More specifically, it is important to keep your online bank records (if your bank does not already do this automatically), keep you check stubs as a receipt for the checks, track your cost basis for property and investments, keep your bills filed and keep track of deductable items when they happen.
You should make sure that your past tax returns are kept safe and organized, as the IRS may need to check your past tax returns from as long as six years ago. For past tax returns you should hang onto any records that help you identify sources of income, keep track of expenses, determine the value of property, prepare the past tax returns or support claims made on those returns. Usually three years after filing a tax return, the chance of a tax audit passes, however, if the IRS suspects that you may have underreported your income by 25% or more in a tax return, they have six years to check into your tax life.
Generally, people are advised to hold onto past tax returns and any related documents for up to 10 years for this reason.
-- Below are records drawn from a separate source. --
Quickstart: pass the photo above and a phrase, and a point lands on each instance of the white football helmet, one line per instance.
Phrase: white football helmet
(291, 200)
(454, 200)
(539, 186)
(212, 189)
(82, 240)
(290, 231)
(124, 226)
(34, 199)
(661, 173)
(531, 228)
Furthermore, if you have a pension plan, own your home or invest in the stock market, you should keep these records indefinitely (or for at least three years after you dispose of the asset).
What Happens if Money is Owed once the Tax Audit is Complete?
If you have underpaid on your tax return, you could incur either of three penalties. The 20 per cent (basic) penalty applies to problems with property value, understating liability and making a mistake on your returns, among other things. The 75 per cent penalty will apply if the IRS suspects you have made fraudulent claims and basically deal with the serious tax offences that you cannot go to prison for. The third penalty and the most serious, is prison. Prison would be applicable where tax evasion or other tax crimes have been committed and are sometimes also accompanied by an enormous fine.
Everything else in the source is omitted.